A machine learning approach to predicting renal failure

Abstract submitted for ASN Kidney Week 2017

November 9, 2017

A machine learning approach to predicting renal failure

Author Block: Girish N Nadkarni and Edward Lee, Oliver Fielding, Teddy Cha, Hai Po Sun, Chris Kipers, William Paiva, Elvena Fong and Steven G Coca


Risk prediction of end stage renal disease (ESRD) for population management and care intervention is both a research priority and unmet public health need. The use of electronic medical records (EMR) can be leveraged for improved assessment of ESRD onset. However, traditional risk scoring may not provide accurate risk prediction or complete population coverage if EMR data is incomplete. To handle missing data we developed a machine learning (ML) approach and compared it to traditional risk scoring in two EMR cohorts.

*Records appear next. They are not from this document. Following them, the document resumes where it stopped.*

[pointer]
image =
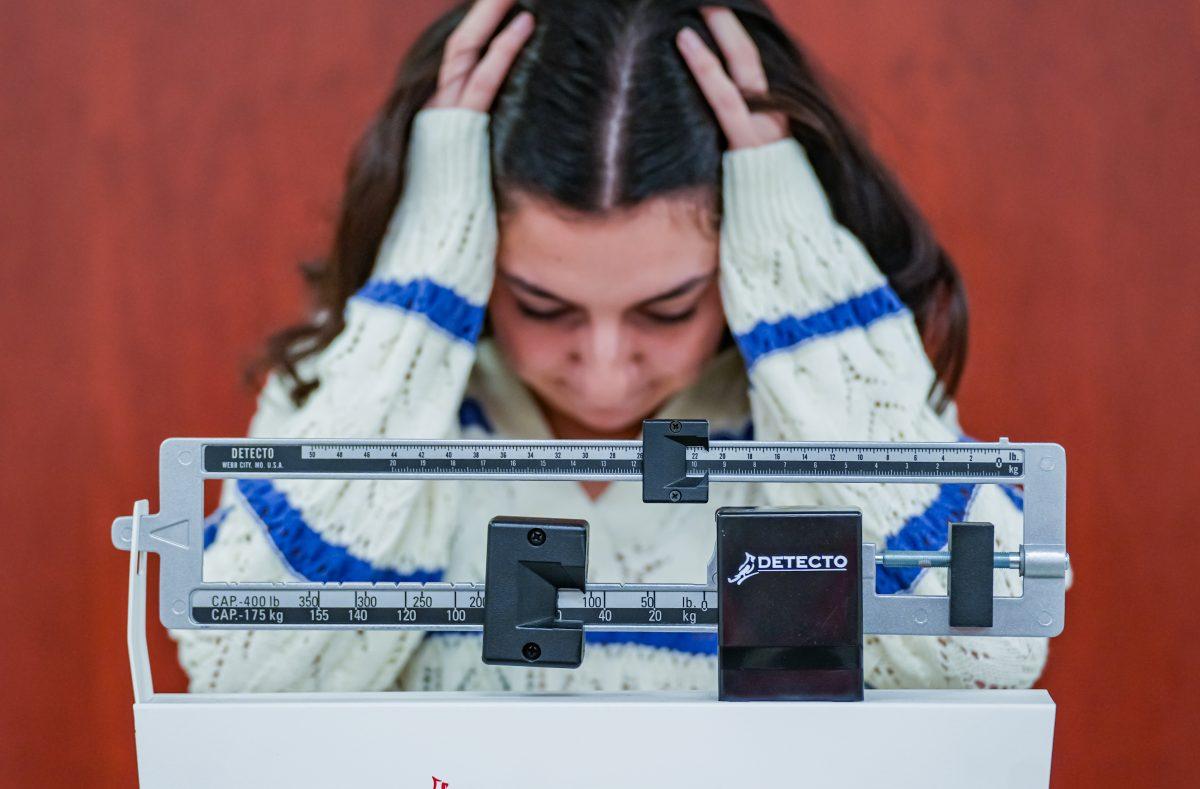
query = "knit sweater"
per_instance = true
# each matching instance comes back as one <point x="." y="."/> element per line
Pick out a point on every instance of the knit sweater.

We utilized longitudinal data from the Mount Sinai Chronic Kidney Disease registry and a data set from the Center for Health Systems Innovation at Oklahoma State University provided by the Cerner Corporation. Using a random forest ML technique and imputation we can predict risk of ESRD (de5ned as administrative codes for dialysis or transplant). We then compared it to the Tangri 4-Variable kidney failure risk equation (KFRE) by comparing area under curve (AUC) measures and the percent of the population on which each metric can be calculated.

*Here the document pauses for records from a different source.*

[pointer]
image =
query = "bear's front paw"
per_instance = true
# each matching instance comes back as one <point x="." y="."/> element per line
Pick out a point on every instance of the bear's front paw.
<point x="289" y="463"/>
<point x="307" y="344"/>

We analyzed data from 318,292 patients. The median age was 65 years, 54% were female and 20% were African American. 60% of the cohort had at least one estimated glomerular filtration rate (eGFR) measurement before ESRD onset, however, only 6% had both an eGFR measurement and a urine albumin creatinine ratio (UACR) value before failure. The AUC of the 4-Variable KFRE was 0.89 (95% CI [0.88, 0.91]), while the ML approach had an AUC of 0.94 (95% CI [0.94, 0.95]). Importantly, the improvement in AUC was achieved while risk-scoring 10 times more of the population.


The ML approach outperformed traditional risk scoring such as the 4-Variable KFRE both in risk discrimination and in population coverage. Therefore, future efforts to risk stratify for
population management and care intervention will benefit from utilizing ML approaches.